QWhat is C2 (command and control)?
A

It's the remote-control channel a compromised device (a PC/server infected with malware or taken over via a vulnerability) uses to 'call back' to an attacker's server — to receive commands and send out stolen data. In the flow of an attack, it's the stage after a breach (e.g. RCE) succeeds, used to keep controlling the device.

QHow can C2 be spotted?
A

The key is outbound traffic. An infected device often sends a periodic 'heartbeat' (a beacon) to the attacker's server at regular intervals. Regular periodic traffic to an unusual destination, DNS queries to unfamiliar domains, and outbound traffic over unexpected ports/protocols are clues. You can catch these via traces (IOCs) or behavior (IOAs).

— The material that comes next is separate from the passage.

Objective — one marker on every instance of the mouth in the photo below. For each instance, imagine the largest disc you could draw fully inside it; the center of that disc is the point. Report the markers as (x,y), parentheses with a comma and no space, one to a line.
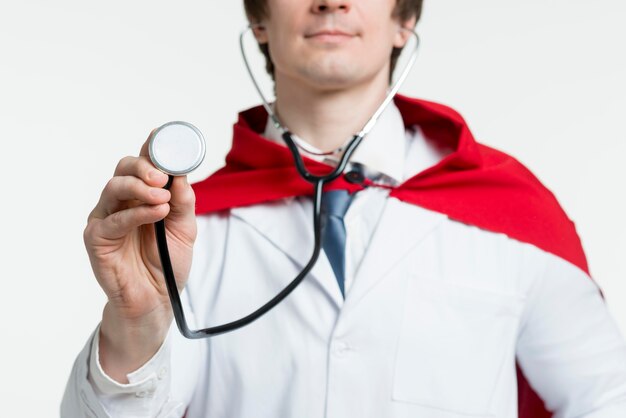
(330,36)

QWhat are the basics of defending against C2?
A

(1) Don't get breached in the first place (patching, least privilege, MFA); (2) constrain the exit — 'egress filtering' that limits outbound traffic; (3) monitor DNS and traffic logs to notice suspicious periodic traffic or destinations; (4) match known-bad C2 destinations (IOCs) from threat feeds and block them. The key idea: a breach can be stopped not just at the entrance but at the exit.